Since her gene therapy treatment in 2019, Rian has made a “miraculous” transformation, according to Shillann.

“That was the day my daughter was reborn,” she says. “Rian went from bedridden to holding her head up two months after gene therapy, and then batting at toys, and then sitting. She came out a different person.”

Because of the Mangurian Foundation’s commitment to name the Pelotonia Research Center’s Dorothy J. Mangurian Foundation Neighborhood, members of Dr. Bankiewicz’s lab will have dedicated space to keep pursuing positive outcomes for families like Rian’s. The team’s research will continue to focus on developing treatments for genetic disorders such as Huntington’s and Parkinson’s diseases, with federal funding from the National Institutes of Health (NIH).

Ohio State’s interdisciplinary Gene Therapy Institute, where Dr. Bankiewicz is chief scientific officer, recently was a recipient of an NIH grant totaling $25 million to further study the genome-editing technology known as CRISPR. This work has the potential to address multiple diseases, and it will be elevated through the Pelotonia Research Center.

For Rian, who is now 8 years old, it’s been four years since her treatment. She can now walk, and earlier this year, she even rode a roller coaster. She takes six doses of medication per day, down from the 21 she was taking before gene therapy.

Her mom credits this progress to the care she received — and it would not be possible without the research that the Mangurian Foundation is helping to accelerate.

“I don’t say gene therapy is our happy ending. It’s our hopeful beginning,” Shillann says. “I know one day, Rian will be up at a podium with me, and she will be helping to tell the world about the miracles that happened in her life.” 
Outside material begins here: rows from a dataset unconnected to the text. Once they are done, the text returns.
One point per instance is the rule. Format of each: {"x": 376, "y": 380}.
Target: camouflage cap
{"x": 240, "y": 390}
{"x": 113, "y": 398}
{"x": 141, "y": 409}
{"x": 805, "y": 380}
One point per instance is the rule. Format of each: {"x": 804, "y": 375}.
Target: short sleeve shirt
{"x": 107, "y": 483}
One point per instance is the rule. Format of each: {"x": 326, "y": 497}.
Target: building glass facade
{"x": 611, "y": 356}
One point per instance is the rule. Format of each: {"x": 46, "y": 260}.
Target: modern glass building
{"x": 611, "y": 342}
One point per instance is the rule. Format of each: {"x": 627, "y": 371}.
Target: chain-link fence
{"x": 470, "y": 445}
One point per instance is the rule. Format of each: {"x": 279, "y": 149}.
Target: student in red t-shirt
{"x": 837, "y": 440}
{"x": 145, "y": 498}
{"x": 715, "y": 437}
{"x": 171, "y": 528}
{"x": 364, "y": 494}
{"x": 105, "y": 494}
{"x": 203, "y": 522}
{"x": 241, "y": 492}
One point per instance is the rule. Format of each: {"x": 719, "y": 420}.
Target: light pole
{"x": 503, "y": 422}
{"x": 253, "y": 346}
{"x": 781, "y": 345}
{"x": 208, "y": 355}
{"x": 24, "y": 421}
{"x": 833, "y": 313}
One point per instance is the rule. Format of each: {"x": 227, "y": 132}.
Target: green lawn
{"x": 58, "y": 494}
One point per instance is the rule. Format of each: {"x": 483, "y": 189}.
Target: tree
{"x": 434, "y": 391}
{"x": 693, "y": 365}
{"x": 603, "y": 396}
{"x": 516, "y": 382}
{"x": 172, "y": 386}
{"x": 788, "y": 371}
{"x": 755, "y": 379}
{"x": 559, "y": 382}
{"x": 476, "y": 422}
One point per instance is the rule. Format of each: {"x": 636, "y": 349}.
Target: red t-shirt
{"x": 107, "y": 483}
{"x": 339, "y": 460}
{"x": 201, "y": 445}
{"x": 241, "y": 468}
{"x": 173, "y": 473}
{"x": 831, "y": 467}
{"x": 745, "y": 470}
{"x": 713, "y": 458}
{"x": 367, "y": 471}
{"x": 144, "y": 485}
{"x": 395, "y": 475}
Finding Cancer Drug Delivery Solutions 

In brain cancer research, a staggering 90% of new drugs never make it to market. Imagine all the work that goes into developing medicine, only for it to go unused in treating cancer patients.
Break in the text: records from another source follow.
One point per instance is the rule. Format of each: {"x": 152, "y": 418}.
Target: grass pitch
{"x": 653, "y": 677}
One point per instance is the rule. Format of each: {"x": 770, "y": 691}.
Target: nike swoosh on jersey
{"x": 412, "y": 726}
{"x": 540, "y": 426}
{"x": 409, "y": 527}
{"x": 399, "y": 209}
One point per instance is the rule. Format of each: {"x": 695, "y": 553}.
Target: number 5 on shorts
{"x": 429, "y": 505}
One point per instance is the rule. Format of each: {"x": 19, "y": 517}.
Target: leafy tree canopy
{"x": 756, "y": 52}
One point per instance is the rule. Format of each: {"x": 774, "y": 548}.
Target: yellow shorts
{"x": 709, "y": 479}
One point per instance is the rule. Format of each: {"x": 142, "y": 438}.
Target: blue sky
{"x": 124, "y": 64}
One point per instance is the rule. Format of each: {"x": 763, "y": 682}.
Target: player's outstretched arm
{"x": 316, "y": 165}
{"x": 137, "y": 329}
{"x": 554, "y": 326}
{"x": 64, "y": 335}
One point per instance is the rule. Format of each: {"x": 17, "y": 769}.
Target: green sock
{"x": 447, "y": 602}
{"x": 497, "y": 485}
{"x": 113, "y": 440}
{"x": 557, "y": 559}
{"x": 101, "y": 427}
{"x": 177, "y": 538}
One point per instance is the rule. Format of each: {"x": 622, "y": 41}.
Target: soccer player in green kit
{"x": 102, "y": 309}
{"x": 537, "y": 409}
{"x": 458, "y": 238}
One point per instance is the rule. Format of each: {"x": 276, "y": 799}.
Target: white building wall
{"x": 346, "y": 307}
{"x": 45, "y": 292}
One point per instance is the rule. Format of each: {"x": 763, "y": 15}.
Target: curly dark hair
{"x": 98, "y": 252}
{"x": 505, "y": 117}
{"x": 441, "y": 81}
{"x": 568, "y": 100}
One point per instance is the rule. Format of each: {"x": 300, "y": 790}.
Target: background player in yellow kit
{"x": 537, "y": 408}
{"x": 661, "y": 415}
“The problem is delivery. Manufacturers don’t want to deal with the challenge,” says Jessica Winter, PhD, a bioengineer with Ohio State’s College of Engineering. “If we can show that we’ve already solved the delivery challenge here, that will speed up our ability to have those medicines reach patients.”

As an investigator in the OSUCCC – James’ multidisciplinary Center for Cancer Engineering, drug delivery is a primary focus of Dr. Winter’s research. Thanks to the Mangurian Foundation’s generosity in naming the Pelotonia Research Center’s Harry T. Mangurian Neighborhood – which houses the Center for Cancer Engineering – Dr. Winter will be able to further bolster her work in difference-making ways.

Dr. Winter often partners with researchers at the Ohio State Wexner Medical Center who contact her about drugs they’re developing. Every time a new drug enters the field, a novel way to administer it must follow. Since each one is different, it can interact with other materials in ways that diminish or even cancel its intended effects.

For some drugs, it can take 10-15 years to develop an effective carrier, and design and manufacturing are costly. That’s why Dr. Winter is passionate about finding solutions that improve the process of getting these treatments to patients.

“I’m trying to figure out how to bridge the gap between research and commercial manufacturing,” she says. “When a pharmaceutical company shows interest in Ohio State’s research and wants to buy it, I want them to be able to run with it instead of immediately encountering the next roadblock.”

Dr. Winter’s work is both practical and personal. As a cancer survivor, she recognizes how much research never leaves the lab. But with the technologies, resources and synergies that the Pelotonia Research Center provides, Dr. Winter says working in the Harry T. Mangurian Neighborhood will help lead to practical applications in frontline cancer drug therapies.

“Surviving cancer really changed my perspective. I’m always asking myself whether this research is going to help people,” she says. “I’ve come to realize that it doesn’t matter what you make in the lab if it never reaches a patient who needs it.”